Plus Camerimage Festival 2012: David Lynch
Posted on Tuesday November 27, 2012, 10:45 by Simon Braund in Under The Radar
Last night, David Lynch was treated to a rowdy, minutes-long standing ovation when he accepted the Lifetime Achievement Award for directing at the opening ceremony of the Plus Camerimage festival in Bydgoszcz, Poland. Earlier in the evening Lynch, a regular at the festival in recent years, was presented with the key to the city of Bydgoszcz by mayor Rafał Bruski. In a brief speech, Lynch described the honour as “dangerous”, although it’s doubtful that the key bestows any real civic powers on the recipient. (If it does, his first order of business should be to fix a few potholes).

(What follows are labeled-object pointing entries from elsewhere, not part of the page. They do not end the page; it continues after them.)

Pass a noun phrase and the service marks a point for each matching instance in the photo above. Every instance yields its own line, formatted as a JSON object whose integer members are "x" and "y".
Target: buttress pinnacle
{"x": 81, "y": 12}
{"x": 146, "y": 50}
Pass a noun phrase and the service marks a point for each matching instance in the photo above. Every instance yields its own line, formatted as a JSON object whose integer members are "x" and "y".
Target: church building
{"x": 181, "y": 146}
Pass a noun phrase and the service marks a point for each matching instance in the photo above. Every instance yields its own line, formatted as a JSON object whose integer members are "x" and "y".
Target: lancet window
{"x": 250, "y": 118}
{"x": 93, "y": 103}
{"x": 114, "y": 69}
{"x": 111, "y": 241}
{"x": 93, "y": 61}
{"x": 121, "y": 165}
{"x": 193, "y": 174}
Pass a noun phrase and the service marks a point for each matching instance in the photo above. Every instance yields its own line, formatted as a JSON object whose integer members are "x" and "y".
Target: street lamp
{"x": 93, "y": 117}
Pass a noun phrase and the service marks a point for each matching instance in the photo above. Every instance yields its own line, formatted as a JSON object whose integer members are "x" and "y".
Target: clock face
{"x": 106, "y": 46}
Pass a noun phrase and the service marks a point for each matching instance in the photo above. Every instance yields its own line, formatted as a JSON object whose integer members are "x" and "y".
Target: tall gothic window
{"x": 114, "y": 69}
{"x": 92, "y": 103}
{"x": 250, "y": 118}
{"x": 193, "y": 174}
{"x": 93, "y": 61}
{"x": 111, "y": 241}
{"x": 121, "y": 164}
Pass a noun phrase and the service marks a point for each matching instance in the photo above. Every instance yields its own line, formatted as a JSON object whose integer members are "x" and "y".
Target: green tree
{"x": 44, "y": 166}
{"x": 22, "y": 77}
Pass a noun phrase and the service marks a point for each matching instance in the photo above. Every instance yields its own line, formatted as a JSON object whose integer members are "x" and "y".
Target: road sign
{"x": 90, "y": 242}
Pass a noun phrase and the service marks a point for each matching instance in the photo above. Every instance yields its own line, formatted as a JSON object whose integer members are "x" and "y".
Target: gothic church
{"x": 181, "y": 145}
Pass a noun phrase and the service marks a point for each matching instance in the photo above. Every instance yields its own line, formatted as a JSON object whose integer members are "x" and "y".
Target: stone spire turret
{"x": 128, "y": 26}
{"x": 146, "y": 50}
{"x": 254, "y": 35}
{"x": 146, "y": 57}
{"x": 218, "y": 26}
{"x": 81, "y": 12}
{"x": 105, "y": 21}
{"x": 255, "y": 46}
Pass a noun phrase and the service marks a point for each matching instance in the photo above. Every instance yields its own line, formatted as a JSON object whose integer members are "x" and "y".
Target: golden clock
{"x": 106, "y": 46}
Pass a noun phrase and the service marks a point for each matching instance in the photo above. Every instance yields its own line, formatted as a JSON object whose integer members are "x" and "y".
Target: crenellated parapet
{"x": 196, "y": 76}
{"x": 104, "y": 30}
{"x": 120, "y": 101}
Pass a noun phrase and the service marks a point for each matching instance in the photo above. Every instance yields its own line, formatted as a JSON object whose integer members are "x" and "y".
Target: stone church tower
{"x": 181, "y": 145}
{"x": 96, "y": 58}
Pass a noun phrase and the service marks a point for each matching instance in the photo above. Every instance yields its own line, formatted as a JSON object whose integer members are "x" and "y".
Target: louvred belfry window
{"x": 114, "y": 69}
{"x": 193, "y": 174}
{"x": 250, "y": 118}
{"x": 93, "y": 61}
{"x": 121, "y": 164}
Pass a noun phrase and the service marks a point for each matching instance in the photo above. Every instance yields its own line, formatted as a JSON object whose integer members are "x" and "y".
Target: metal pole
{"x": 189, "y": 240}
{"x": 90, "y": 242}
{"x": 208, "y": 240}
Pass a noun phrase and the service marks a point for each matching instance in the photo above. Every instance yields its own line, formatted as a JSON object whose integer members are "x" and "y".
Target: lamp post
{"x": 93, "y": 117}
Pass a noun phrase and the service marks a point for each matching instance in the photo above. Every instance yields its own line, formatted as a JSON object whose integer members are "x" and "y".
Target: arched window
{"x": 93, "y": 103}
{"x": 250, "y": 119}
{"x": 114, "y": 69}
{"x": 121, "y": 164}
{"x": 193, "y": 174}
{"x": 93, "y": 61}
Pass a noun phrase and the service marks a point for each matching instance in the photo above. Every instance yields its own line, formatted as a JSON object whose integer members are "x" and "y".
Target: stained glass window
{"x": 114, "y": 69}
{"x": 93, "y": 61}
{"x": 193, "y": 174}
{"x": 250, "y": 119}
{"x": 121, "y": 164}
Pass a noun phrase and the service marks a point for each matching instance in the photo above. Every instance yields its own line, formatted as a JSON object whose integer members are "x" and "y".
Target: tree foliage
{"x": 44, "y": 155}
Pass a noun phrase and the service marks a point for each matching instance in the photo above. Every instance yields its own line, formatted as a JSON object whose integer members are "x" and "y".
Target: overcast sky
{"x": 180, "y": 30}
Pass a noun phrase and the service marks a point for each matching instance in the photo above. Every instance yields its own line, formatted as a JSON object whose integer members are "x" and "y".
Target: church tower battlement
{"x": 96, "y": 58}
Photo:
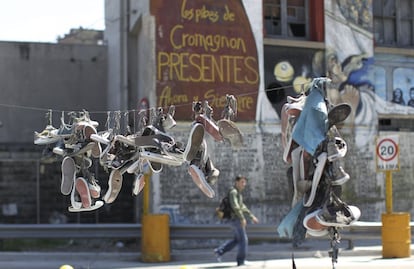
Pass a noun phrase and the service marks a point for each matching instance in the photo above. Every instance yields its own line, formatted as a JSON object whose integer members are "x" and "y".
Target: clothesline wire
{"x": 129, "y": 110}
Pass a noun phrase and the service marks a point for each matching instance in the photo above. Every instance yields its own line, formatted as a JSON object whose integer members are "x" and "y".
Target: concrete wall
{"x": 36, "y": 77}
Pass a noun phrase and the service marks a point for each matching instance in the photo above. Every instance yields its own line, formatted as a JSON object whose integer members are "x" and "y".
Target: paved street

Plus Camerimage, which celebrates its 20th anniversary this year, is an international festival dedicated to the art of cinematography. Featuring a welter of event, including the main competition, in which nominees vie for the coveted Golden Frog award; and competitions for student films, documentary shorts and features, music videos, feature debuts and Polish films. It also boasts an extensive program of seminars and technical workshops from the likes of Panavision, Arri, Red and Zeiss. It has been held in the northern Polish city of Bydgoszsc (pronounced bid-gosht. Well, kind of) for the past three years, having moved from its previous home of Łódź in 2009. An extremely prestigious and highly-regarded affair, it serves as a forum for the world’s cinematographers to gather, talk shop, trade stories, moan about the state of the business and check out the latest technology, all on magnificent display at the festival’s nerve center, the Opera Nova opera house situated near the city’s picturesque old town on the Brda river. It’s the type of festival where you bump into Vilmos Zsigmond in the gents, where your view of proceedings is partially obscured by Joel Schumacher sitting in the row in front of you, and where David Lynch is treated like a rock star. Which is just as it should be. His acceptance of the lifetime achievement award was preceded by a beautifully crafted montage of scenes from his films, including rarely seen footage from early experimental works like The Grandmother and The Amputee. It was a reminder, if one were needed, that he is an artist of utterly unique brilliance.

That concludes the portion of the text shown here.